Pearl City Books: Author Misty Urban on Managing a Small Press

Misty Urban at an author’s fair

For quite a while now, I’ve devoted this space to conversations with Iowa’s indie authors—the writers who are using self-publishing tools to get their words in front of readers without relying on the traditional publishing world. As it would turn out, self-publishing tools have also made it possible for small presses to step into the gap between independent publishing and the established publishing houses.

Take, for example, Pearl City Press, a project of Writers on the Avenue (WOTA) in Muscatine. I talked with Misty Urban—an author I interviewed in November 2021—about the origin of the press and her hopes for its future. Urban serves as the volunteer managing editor of Pearl City Press.

“So many people come to Writers on the Avenue and they’re looking for publication opportunities,” she told me. “We were always just a group of fellow writers supporting each other and talking about craft and talking about craft and talking about craft. And finally, I just had heard so many people who were bewildered by the publication process, exhausted by the publication process, or perhaps most compelling, had really good manuscripts that were met with rejection because of this thing called ‘marketability.’”

She found herself wondering if WOTA could add a publishing arm.

“I thought, We’re a writing group. We have some small financial resources, we have really talented people who can make up an editorial board, and we have local talent we can tap for anything we can’t do ourselves. So why don’t we start a press?”

Urban and those on the editorial board of the new press were not interested in simply publishing whatever manuscripts came their way or limiting themselves to WOTA community members.

“It was never intended to be just a vanity press for just us,” Urban said. “It was meant to be a press that will, as our mission says, help the stories that we think have real meaning and tell an unusual or unique or unheard story—our mission is to get those out to the world. . . . We want to be sure we publish good books.”

Writers on the Avenue dates back to 1990, and the organization has done a limited amount of publishing over the years.

“Their goal from the very beginning was to support and encourage local writers,” Urban explained. “In 1991, they published their first anthology which was a way to kind of professionalize some of them, to share their work, to share their voices, to let people in the community know this is happening in Muscatine.”

The size of the WOTA community has waxed and waned over time, but the group has persisted and continued to publish the occasional anthology. In 2020, WOTA published their 30-year anthology, feature members from the past as well as brand-new writers to the group. “That anthology was a big celebration of what we do,” she said. “We’re continuing to grow.”
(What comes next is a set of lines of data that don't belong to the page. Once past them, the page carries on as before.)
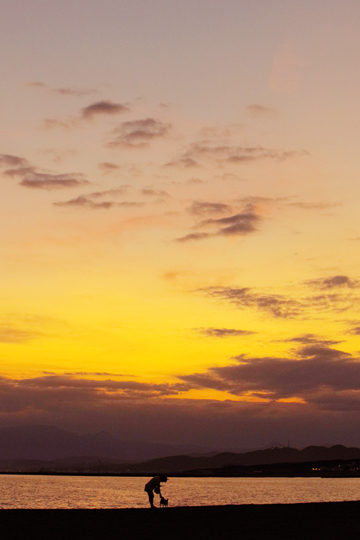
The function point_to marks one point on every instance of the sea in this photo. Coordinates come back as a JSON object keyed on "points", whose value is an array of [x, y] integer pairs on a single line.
{"points": [[75, 492]]}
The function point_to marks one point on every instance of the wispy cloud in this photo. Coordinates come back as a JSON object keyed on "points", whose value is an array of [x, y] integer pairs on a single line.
{"points": [[289, 307], [32, 178], [7, 160], [315, 370], [108, 167], [49, 182], [222, 332], [103, 108], [84, 201], [277, 305], [239, 224], [10, 334], [182, 162], [64, 91], [333, 282], [313, 205], [225, 153], [139, 133], [200, 208]]}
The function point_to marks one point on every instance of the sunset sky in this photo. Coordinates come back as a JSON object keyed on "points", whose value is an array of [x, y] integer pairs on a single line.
{"points": [[180, 219]]}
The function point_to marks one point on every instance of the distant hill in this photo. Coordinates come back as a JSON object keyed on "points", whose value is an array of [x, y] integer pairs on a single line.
{"points": [[52, 443], [185, 463]]}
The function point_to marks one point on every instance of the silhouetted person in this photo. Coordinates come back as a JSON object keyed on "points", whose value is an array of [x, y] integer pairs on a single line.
{"points": [[154, 485]]}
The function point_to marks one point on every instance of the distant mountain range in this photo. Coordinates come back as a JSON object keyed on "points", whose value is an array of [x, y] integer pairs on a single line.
{"points": [[185, 463], [52, 443], [44, 448]]}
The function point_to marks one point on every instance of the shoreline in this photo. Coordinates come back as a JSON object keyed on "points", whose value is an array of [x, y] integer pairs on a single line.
{"points": [[330, 520]]}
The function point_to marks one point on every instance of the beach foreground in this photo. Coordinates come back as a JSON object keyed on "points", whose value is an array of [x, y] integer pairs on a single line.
{"points": [[293, 521]]}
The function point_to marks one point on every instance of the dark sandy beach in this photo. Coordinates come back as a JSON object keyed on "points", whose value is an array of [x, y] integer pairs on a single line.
{"points": [[293, 521]]}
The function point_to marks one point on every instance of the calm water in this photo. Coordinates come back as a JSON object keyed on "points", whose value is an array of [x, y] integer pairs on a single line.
{"points": [[96, 492]]}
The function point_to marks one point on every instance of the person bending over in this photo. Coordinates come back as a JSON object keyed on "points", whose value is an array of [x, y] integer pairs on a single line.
{"points": [[154, 485]]}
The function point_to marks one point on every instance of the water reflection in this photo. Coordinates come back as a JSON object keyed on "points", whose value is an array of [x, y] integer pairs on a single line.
{"points": [[99, 492]]}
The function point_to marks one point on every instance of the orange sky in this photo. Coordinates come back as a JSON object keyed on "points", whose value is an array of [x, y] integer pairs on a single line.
{"points": [[179, 216]]}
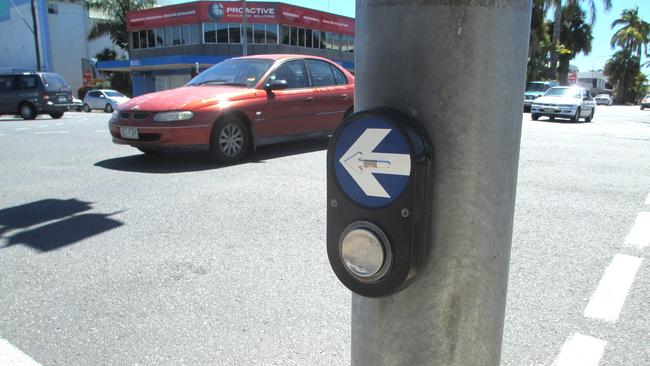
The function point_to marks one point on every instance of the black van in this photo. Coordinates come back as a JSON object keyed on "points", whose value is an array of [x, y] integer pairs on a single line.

Pearl City Press, however, has started a new chapter in WOTA’s publishing history. To date, the press has published two books, including a short story collection by Urban herself titled Married, Living in Italy.

“That was the guinea pig. When we were forming the press, I said to the editorial board, ‘You know, we’re going to make a lot mistakes with the first one. Let’s use one of our books to do it.’” It turned out that Urban’s collection was in the best shape to be the inaugural project for Pearl City Press.

The second book Pearl City Press put out was The Last Voyage of the Marigold by Davenport author Dan Moore, an adventure at sea involving old grudges, longstanding secrets, and a quest to secure the captain’s future while escaping a darker past. It’s a largely successful novel, and resulted from a collaborative process with Pearl City Press—starting with a request that the author revise and resubmit his manuscript.

“He went through the whole process with his book, and it took a while, but he was a champ about it,” Urban says. “He was extremely professional. He was fun to work with . . . and I’ve just been thrilled with the final book.”

There’s a third project in the offing, and Urban hopes that the press can eventually publish six to ten titles each year.

“And I mean really good titles. Beautiful cover art, solid editing, real book launches where we kind of have prelease buzz and that sort of thing. That, I think, would be a lot of fun.”

Pearl City Press isn’t ready to ramp up to that point just yet, however. In fact, so far, the press has not had an open submissions period. “Looking at the actuality of our resources, what it takes to put into a book, I don’t want to commit to too many things down the road and then not be able to fulfill on a contract. . . . But in time, I really am committed to that mission of unheard voices.”

Readers can purchase copies of Married, Living In Italy and The Last Voyage of the Marigold at Pearl City Press. Proceeds from sales fund WOTA’s various activities, including workshops, author visits, and publicity.

“We want to get word out there that WOTA exists, that it’s a really fun, laidback group that is there to support other authors, wherever they are in the process.”